Medeniyetin beşiği olarak adlandırılan Mezopatamya; Fırat ve Dicle nehirleri arasında kalan bereketli toprakları ifade ediyor. Şanlıurfa, Mardin, Diyarbakır, Batman, Siirt, Hakkari gibi illeri kapsıyor. Göbeklitepe’den Mardin yaylalarına, Cilo buzullarından Nemrut’a uzanan geniş coğrafya, trekking dünyasının yeni gözdesi haline geldi.
Rotalar antik kentler, mağaralar ve vadilerden geçerken; katılımcılara hem fiziksel bir deneyim hem de kültürel bir yolculuk sunuyor. Kartpostal gibi kareleriyle görenleri büyüleyip kendisine çekiyor. Mesela endemik bir bitki olan ters laleyi görebileceğiniz başka bir coğrafya yok ya da binlerce yıllık taş yapılar arasında gün doğumunu izleyebileceğiniz başka bir yer yok. Mezopotamya, hem doğanın hem tarihin el ele verdiği eşsiz bir sahne gibi karşınıza çıkıyor.

Yürüyüşler genellikle profesyonel rehberler eşliğinde, kamp konaklamalı ya da butik otel destekli olarak organize ediliyor. Günde ortalama 15–20 kilometrelik parkurlar, farklı zorluk seviyelerine sahip. Özellikle ilkbahar ve sonbahar aylarında, hem iklim hem de manzara açısından bölge yürüyüş için en uygun zamanları sunuyor.

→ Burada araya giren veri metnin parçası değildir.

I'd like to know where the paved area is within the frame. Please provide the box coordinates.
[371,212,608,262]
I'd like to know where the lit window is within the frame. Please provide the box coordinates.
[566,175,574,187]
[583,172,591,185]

Bölgenin doğası kadar kültürel zenginliği de dikkat çekici. Katılımcılar yalnızca patikalarda yürümekle kalmıyor; taş evli köylerde konuk ediliyor, yöresel yemekler tadıyor, oraya ait ne varsa deneyimleme şansı elde ediyor. Bu yönüyle Mezopotamya, klasik trekking anlayışının ötesine geçerek ‘kültürel yürüyüş’ kavramını ön plana çıkarıyor.
Yüksek irtifalı etaplar, zorlu geçişler ve değişken hava koşulları sebebiyle bölge daha çok macerasever ve keşfetmeyi seven yürüyüşçülere öneriliyor.
Hem ayak izlerinizi bırakabileceğiniz hem de binlerce yıllık izleri takip edebileceğiniz bu topraklar, 2025 trekking sezonunun en çok konuşulan destinasyonlarından biri olmaya aday.